DINOv2 is a self-supervised pretraining method for visual transformers. It is much more complex to write and explain compared to ViT pretraining. However, DINO achieves much better performance with a given parameter, data, and compute budget.

Remember, DINO is a method for pretraining. The model that DINO is applied to is a vision transformer. The end result of DINO, just like any other pretraining method, is a really good embedding model. Of course, a DINO-pretrained model can be used for fine-tuning tasks too.

DINO-trained ViTs are particularly good as visual embedding models. Such ViTs can support linear classifiers or vector search algorithms on top of them.

DINO means self-distillation with no labels.

What happens in DINO is this:

# gs, gt student and teacher models (same models)
# C: center of augmentation
# tps, tpt: student and teacher softmax temperatures (student's is higher)
# alpha, beta: teacher and center momentum rates

gt.params = gs.params # init "teacher" from "student"
for x in dataloader:
   x1, x2 = aug(x), aug(x) # Perform random augs on image x

   s1, s2 = gs(x1), gs(x2) # pass x1,2 aug into "student"
   t1, t2 = gt(x1), gt(x2) # pass x1,2 aug into "teacher"

   loss = (H(s1, t2) + H(s2, t1))/2
   loss.backward()
   update(gs) # SGD

   gt.params = alpha * gt.params + (1-alpha) * gs.params
   C = alpha * C + (1-beta) * cat([t1,t2]).mean(dims=0)

def H(s, t):
  t = t.detach() # cut off teacher gradient
  s = softmax(s / tps, dim=1) 
  t = softmax( (t - C) / tpt, dim=1) # Center and sharpen
  loss = - (t * log(s)).sum(dim=1).mean()
  return loss

There’s a lot to unpack here.

First, we have two identical models at the start. We call them ‘student’ and ‘teacher’—not the best naming, but alternatives are even worse. At any rate, the teacher gt and student gs are the same random transformer ViT models at the start.

Next, we get an image of fixed shape from the database. ViTs need fixed-shape images. Say, this image is a 224 x 224 RGB image of a cat. This is stored in tensor x.

aug is a function that outputs random image augmentations. x1 and x2 are augmented versions of x. x1 and x2 could be small, non-overlapping crops of x even.

Now, both x1 and x2 pass into both networks, and both teacher and student use softmax at the end to create a probability distribution.

We calculate the loss for identity. We want the two models to output the same exact probability distributions—that’s what -t*log(s) does. We penalize deviations between student and teacher, but we only penalize the student. We only update the student with update(gs).

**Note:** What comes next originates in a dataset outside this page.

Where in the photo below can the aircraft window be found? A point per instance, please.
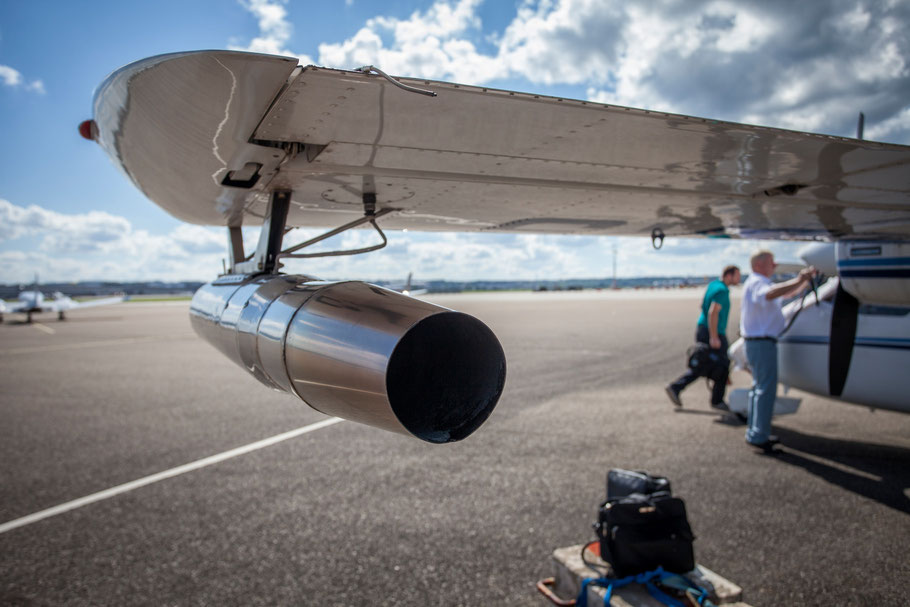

The teacher just discards the gradient and instead does two extra steps. First, from the teacher’s logits we subtract C, and use a lower temperature tpt for softmax. This makes the teacher’s distribution more “peaky.” The student distribution is more spread out due to the higher temperature and it also doesn’t use the centering C.

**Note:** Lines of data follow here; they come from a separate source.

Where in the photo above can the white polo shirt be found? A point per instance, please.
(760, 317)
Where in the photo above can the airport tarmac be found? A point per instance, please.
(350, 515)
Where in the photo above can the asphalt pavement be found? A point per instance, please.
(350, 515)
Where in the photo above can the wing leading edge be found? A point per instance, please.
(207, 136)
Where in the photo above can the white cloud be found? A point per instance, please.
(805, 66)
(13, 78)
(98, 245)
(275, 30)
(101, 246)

Teacher parameters are then updated with student parameters via an exponentially moving average, with gt.params = alpha * gt.params + (1-alpha) * gs.params.

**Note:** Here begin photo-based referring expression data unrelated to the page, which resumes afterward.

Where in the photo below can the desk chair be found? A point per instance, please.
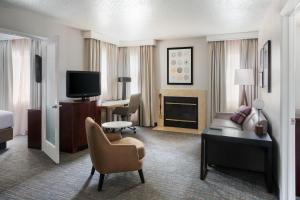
(126, 111)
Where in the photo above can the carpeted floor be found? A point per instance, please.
(171, 170)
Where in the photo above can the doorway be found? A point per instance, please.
(28, 83)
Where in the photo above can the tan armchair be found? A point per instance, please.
(110, 153)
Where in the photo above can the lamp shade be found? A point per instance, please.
(124, 79)
(258, 104)
(244, 77)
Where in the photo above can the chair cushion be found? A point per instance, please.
(240, 115)
(132, 141)
(121, 111)
(224, 123)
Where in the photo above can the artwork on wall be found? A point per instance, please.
(180, 66)
(266, 63)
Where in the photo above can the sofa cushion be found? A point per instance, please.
(252, 119)
(240, 115)
(224, 123)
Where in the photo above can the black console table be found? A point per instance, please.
(235, 148)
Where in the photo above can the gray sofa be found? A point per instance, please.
(222, 120)
(237, 155)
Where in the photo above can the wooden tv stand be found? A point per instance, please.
(72, 124)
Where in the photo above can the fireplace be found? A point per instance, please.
(181, 112)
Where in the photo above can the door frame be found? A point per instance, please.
(48, 148)
(288, 172)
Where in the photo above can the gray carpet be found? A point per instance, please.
(171, 170)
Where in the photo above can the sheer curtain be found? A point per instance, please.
(123, 70)
(134, 60)
(217, 78)
(147, 85)
(21, 84)
(109, 71)
(232, 62)
(6, 80)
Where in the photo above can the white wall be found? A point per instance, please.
(71, 43)
(271, 30)
(297, 74)
(200, 63)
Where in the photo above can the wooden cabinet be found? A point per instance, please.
(72, 124)
(34, 128)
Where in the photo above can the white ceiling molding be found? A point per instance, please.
(232, 36)
(104, 38)
(99, 36)
(289, 7)
(137, 43)
(4, 36)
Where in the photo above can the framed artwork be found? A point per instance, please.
(261, 69)
(267, 66)
(180, 66)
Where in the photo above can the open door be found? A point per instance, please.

You might ask: “Tornike, why this setup—complex as it is—instead of just letting both models collapse to outputting a uniform distribution, thus minimizing the loss but resulting in a useless model?”

So, what prevents the models from agreeing on outputting a uniform distribution?

I don’t know for sure. It seems that the combination of using C and tpt prevents that. A nice article explains why we can avoid collapse:

Mode collapse is prevented precisely because all samples in the mini-batch cannot take on the same value after batch normalization

As far as I understand, subtracting C from the current teacher representation is precisely what prevents the collapse. For collapse to happen, a model has to output the exact same distribution for all augmented inputs. However, if we subtract C from all representations and also sharpen the distribution, the collapsed state becomes a really unstable parameter setup. Any slight parameter deviation from the collapsed state would cause the models to diverge into non-collapsed states. Basically, we rig the game so that approaching collapse becomes harder and harder.